純利益「1250億円」が吹き飛ぶ衝撃――ナフサ不足が突きつけた「自動車 = 石油化学製品」という現実、脱・中東依存は可能か
ナフサ不足が末端を直撃した。福井ではシンナー在庫が2週間分に低下し価格は4倍、122社中4割が下方修正と利益1250億円減。燃料ではなく素材の供給が揺らぐいま、日本の製造業は根幹からの見直しを迫られている。
流通末端で進む供給ひっ迫

石油化学への依存が生んだひずみが、いま流通の末端で表面化している。
福井県では、塗装に欠かせないシンナーが足りず、販売を制限する動きが出た。板金業者の手元にある在庫は、わずか「2週間分」にまで落ち込み、次にいつ入るかの見通しも立っていない。たとえ代わりとなる品が見つかったとしても、その価格は以前の4倍にまで跳ね上がっているという(『福井新聞』2026年4月5日付け)。

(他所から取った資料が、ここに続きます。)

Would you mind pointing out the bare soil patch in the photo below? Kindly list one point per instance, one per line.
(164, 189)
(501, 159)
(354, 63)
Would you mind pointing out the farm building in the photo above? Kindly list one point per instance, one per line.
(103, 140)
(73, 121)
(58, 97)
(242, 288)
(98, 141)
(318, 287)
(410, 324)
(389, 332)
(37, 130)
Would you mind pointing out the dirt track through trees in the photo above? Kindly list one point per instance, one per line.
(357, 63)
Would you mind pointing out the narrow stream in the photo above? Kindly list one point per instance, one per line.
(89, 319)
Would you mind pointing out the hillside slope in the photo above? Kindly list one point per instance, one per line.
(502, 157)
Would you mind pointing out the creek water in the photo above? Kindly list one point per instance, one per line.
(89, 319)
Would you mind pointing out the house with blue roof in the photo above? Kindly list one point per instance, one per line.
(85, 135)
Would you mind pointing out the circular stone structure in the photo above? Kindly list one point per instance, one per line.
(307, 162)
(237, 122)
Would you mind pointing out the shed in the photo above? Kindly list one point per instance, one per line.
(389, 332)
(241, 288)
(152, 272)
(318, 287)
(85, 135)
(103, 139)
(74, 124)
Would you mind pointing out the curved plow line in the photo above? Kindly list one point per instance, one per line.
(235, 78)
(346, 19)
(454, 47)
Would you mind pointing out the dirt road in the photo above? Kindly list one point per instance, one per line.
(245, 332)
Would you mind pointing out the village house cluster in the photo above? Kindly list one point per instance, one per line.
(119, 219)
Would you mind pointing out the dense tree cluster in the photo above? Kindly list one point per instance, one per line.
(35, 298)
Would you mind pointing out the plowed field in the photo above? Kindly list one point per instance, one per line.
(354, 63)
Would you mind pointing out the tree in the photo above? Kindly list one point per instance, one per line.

今回の事態が突きつけているのは、材料コストの上昇という話だけではない。補修作業が滞ることは、
「車の価値を支えてきた流通市場」
そのものを揺るがす恐れがある。適切な修理ができなければ、残価設定ローンの大前提である「車の価値を保つ」ことが難しくなり、中古車売買の仕組み全体に影を落としかねないからだ。

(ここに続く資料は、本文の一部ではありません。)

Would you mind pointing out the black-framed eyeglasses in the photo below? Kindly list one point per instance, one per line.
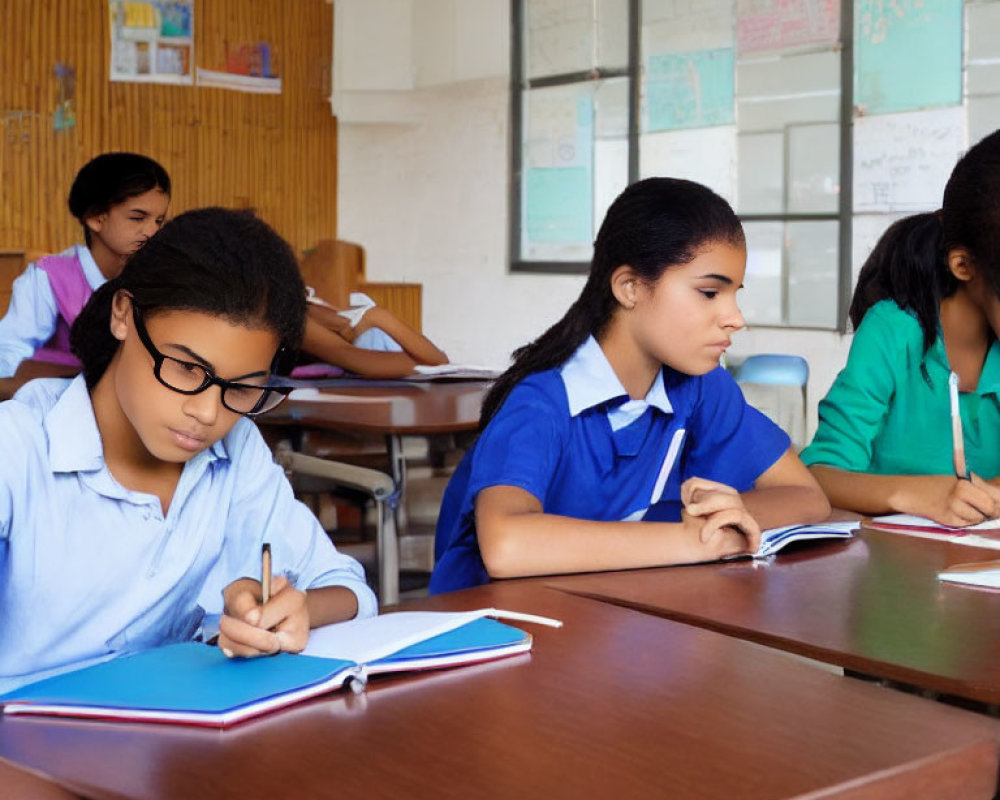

特に、コストを価格に転嫁しにくい下請け構造のなかでは、供給の停滞はそのまま事業の存続に直結する。本来はサービス業として扱われる板金業も、実態は石油化学の供給網(サプライチェーン)に深く組み込まれたパーツのひとつにほかならない。福井で起きた混乱は、その危うい結びつきを改めて浮き彫りにしたのだ。